Elections and old habits

Monday, 6 July 2015 00:00 -     - {{hitsCtrl.values.hits}}

ELECTION season is upon us again as nominations for upcoming Parliamentary Elections opened today but the road to 17 August polls has already been tainted with incidents of election violence. 

A United National Party (UNP) supporter, an associate of UNP MP Thalatha Atukorale, and father of two, was murdered in Ratnapura while separate incidents of assaults and property damage were reported in Anuradhapura, Kurunegala, Mahiyanganaya and Weligama.

Preliminary reports from the Campaign for Free and Fair Elections (CaFFE) indicate that UNP MPs and their supporters were the target of every reported incident with members of the Sri Lanka Freedom Party (SLFP) being implicated in all instances with the exception of the Kurunegala attack.

Last January’s presidential polls were hailed as being one of the most peaceful elections in recent times resulting in Elections Commissioner Mahinda Deshapriya being heaped with plaudits for his decisive conduct in the build-up to elections and since. Yet by the end of the campaign period a total of 543 incidents of election violence and malpractice were reported including one murder, three attempted murders, 64 assaults and 11 cases of arson; peaceful perhaps by Sri Lankan standards but certainly not a clean break from bad habits.   

In that context, tension around nominations alone appears to be an early sample into the organised chaos set to descend on the island. The battle lines are no longer clearly drawn in the political sphere while matters of ‘national security’ no longer seem to be the most pressing issue in a Sri Lankan Parliamentary election. 

Swimming in this sea of uncertainty are volatile elements. The extremist Bodu Bala Sena (BBS) party claims to have exchanged its stripes for scales and will be contesting under the cobra symbol as the Bodu Jana Peramuna (BJP). Their General Secretary - and firebrand at the heart of last year’s Aluthgama riots - the unceasingly vociferous Galagodaatte Gnanasara Thera, claims that the party will be secular and open to individuals of all religious and ethnic backgrounds. 
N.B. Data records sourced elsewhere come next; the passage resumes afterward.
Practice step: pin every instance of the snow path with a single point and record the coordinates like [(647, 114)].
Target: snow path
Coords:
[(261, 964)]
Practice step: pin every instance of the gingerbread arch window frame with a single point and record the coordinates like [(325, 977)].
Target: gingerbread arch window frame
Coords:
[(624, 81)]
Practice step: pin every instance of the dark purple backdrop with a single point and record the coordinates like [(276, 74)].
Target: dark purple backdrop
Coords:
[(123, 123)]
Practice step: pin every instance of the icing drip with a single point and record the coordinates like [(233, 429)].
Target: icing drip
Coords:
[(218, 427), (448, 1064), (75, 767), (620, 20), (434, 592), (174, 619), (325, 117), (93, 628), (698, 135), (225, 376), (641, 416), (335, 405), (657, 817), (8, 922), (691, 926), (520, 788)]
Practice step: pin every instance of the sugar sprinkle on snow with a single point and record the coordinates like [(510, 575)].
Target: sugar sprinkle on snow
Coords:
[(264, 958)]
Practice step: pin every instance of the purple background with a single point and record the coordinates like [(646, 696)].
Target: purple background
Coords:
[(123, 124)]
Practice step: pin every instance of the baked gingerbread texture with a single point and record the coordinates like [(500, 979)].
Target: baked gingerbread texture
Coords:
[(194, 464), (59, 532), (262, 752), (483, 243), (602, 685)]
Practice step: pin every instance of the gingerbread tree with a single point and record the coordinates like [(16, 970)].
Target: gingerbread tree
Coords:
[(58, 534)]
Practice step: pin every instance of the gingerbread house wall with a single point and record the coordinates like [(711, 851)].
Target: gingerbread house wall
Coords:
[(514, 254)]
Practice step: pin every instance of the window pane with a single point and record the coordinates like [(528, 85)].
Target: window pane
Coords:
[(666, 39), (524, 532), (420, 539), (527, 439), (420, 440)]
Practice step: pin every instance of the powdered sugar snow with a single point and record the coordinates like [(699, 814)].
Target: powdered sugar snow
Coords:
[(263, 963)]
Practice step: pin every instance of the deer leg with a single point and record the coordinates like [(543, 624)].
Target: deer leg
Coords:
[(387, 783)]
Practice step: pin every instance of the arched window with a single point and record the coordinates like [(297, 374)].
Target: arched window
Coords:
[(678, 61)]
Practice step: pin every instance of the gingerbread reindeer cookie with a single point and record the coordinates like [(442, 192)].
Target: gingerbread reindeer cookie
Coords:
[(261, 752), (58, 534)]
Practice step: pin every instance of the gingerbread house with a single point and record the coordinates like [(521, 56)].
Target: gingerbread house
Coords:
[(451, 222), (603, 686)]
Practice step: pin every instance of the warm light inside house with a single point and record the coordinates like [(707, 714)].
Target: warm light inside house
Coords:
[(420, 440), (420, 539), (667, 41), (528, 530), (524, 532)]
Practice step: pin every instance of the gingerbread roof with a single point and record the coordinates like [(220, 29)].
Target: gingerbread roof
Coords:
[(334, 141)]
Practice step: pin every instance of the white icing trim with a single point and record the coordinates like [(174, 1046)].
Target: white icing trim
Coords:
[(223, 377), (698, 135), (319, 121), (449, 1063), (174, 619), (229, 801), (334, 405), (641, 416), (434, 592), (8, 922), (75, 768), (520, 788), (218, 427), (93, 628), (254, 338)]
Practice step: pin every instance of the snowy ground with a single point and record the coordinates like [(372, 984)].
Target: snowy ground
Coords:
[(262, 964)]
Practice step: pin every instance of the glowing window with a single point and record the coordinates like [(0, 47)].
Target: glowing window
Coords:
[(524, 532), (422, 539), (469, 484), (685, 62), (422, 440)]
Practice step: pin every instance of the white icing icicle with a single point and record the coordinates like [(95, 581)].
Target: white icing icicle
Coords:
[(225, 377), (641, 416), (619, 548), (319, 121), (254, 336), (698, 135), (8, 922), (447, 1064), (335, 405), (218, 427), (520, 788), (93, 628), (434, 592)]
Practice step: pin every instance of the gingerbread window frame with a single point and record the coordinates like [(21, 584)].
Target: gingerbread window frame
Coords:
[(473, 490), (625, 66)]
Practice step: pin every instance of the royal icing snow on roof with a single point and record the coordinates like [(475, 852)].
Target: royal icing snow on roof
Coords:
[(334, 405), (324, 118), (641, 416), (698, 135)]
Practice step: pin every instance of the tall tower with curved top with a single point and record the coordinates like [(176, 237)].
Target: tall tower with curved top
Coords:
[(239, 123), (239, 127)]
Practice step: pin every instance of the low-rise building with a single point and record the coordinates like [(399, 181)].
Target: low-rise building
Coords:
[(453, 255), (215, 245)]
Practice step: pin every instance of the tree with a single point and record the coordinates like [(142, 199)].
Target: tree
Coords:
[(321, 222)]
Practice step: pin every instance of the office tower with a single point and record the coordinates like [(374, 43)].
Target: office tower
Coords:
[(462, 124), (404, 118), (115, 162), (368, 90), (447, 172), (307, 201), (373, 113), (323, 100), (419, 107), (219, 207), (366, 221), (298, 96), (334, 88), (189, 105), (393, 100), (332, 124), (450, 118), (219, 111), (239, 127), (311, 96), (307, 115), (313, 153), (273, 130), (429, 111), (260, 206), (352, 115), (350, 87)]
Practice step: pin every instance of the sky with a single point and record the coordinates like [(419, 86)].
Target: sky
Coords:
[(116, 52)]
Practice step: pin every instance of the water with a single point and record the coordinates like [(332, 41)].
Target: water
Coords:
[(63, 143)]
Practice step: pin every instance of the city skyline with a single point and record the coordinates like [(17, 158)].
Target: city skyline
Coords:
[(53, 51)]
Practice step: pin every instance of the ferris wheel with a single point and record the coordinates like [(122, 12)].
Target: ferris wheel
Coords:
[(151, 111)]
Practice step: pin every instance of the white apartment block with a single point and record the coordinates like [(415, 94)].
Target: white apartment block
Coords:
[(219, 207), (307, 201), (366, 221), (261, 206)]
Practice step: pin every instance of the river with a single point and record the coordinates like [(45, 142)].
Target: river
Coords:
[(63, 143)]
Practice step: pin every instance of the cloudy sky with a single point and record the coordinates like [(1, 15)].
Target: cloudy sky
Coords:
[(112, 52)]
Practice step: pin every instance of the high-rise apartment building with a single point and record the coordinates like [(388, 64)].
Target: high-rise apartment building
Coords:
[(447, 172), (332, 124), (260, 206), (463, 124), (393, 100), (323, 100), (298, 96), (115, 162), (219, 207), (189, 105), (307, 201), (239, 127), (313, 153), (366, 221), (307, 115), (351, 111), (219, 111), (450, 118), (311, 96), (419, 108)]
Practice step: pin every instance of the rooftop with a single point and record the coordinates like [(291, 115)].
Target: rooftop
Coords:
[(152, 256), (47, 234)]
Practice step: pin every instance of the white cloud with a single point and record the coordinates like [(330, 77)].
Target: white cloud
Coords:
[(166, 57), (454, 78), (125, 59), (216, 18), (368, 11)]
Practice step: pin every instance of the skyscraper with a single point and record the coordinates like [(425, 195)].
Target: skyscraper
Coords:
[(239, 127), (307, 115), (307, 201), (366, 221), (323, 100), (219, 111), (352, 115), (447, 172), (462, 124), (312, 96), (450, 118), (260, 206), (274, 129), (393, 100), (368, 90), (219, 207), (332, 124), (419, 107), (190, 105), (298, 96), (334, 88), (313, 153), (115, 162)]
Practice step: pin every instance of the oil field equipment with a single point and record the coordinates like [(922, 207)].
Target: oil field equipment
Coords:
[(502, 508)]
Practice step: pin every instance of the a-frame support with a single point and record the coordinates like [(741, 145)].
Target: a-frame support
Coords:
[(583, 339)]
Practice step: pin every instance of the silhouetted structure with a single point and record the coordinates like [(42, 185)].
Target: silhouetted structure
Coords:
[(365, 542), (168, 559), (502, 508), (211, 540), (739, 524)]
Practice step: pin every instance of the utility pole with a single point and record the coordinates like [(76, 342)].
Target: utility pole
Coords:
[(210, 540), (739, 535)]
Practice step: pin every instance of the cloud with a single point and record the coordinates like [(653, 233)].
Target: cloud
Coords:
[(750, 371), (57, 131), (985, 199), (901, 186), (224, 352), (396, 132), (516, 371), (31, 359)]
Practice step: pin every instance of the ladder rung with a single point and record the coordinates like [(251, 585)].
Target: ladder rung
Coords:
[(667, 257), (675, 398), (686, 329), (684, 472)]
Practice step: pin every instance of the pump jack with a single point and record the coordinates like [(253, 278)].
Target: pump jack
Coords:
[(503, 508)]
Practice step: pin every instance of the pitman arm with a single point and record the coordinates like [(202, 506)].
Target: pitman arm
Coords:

More pressingly, former President Mahinda Rajapaksa seeks to reverse his defeat and enter Parliament once again as a mere MP serving under a man he once referred to as “our idiot.” His chief concerns, as it was when he made his first grasp for the Presidency, appears centred on the LTTE. Rajapaksa’s election campaign is effectively underway having already made several tours to places of religious worship to deliver ethnically charged soapbox statements about “Eelamic foreign policy” and the like. 

It appears unclear at present just how these two volatile political forces will play off each other in the run-up to polls but at the least they have a common tactic of initiating their campaigns out of religious sites, as demonstrated by last year’s prolonged attack on a mosque in Grandpass which too was initiated from a temple. 

With the violence already underway, it therefore appears that all signs point towards escalation of election related violence, leaving Elections Commissioner Mahinda Deshapriya with the unenviable task of pulling off the same trick he did in January but on an even larger scale. Having consulted with the Attorney General, Deshapriya is already moving to expedite prosecutions of election law violations and it hoped that he will succeed. 

But the true path to a peaceful election lies in the hands of Sri Lanka’s politicians and more importantly with the people themselves. The Sri Lankan people must demand clean politics and reject those ‘leaders’ that are only just intelligent enough to advance their interests with violence. If Sri Lankans can unite in demanding a better class of governance, then perhaps they could also break old habits.